Litigants’ privacy interests in social media posts
In Florida, there are several types of damages an injured person may be able to recover from the responsible party. Pain and suffering damages is one aspect of these damages. Since pain and suffering damages are intangible, to determine the extent of these damages in a personal injury case, jury examines the quality of the injured person’s life before and after the accident.
A photograph is worth a thousand words – there is no better depiction of the injured person’s life before and after the accident than the photographs he or she shared through social media. Such photographs could be a very powerful tool for defense lawyers to attack pain and suffering damages in the lawsuit when the quality of life pre-accident and after the accident has not changed. As a result, social media sites can provide a “treasure trove” of information in litigation.

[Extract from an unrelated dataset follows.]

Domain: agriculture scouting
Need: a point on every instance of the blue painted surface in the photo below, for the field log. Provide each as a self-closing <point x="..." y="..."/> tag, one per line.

Therefore, the defense attorney frequently request production of the injured person’s social media materials. Permissible scope of discovery in litigation in Florida is broad. Any matter that is relevant to the litigation may be discoverable, including any materials posted on Facebook. As a recent Florida case Nucci v. Target, 40 Fla. L. Weekly D166a (Fla. 4th DCA January 7, 2015) reiterates, there is no absolute expectation of privacy on Facebook for personal injury claimants. If the defense attorney is able to demonstrate that the relevance of the photographs posted on Facebook overwhelms the minimal privacy interest the injured person may have in them, the court has broad discretion to allow production of Facebook photographs.
It is true that the Florida Constitution expressly protects an individual’s right to privacy. However, before the right to privacy attaches, there must exist a legitimate expectation of privacy. There are several case precedents establishing that generally, the photographs posted on social networking sites are neither privileged nor protected by any right of privacy, regardless of any privacy settings that the user may have established. Because information that an individual shares through social networking sites like Facebook may be copied and distributed by another, the expectation that such information is private is not a reasonable one.
In fact, Facebook itself does not guarantee privacy. By creating a Facebook account, a user acknowledges that her personal information would be shared with others. Facebook also reserves the right to access, preserve and share the information in response to a legal request or to detect, prevent and address fraud and other illegal activity; to protect itself, the user and others, including as part of investigations; or to prevent death or imminent bodily harm.
The advice from our law firm to not just our personal injury clients, but to all social media users is to assume that everything you post on the Internet is a fair game for discovery in litigation. Do not be misled that by shielding your social media account with the highest privacy settings you can insulate your information from discovery in litigation.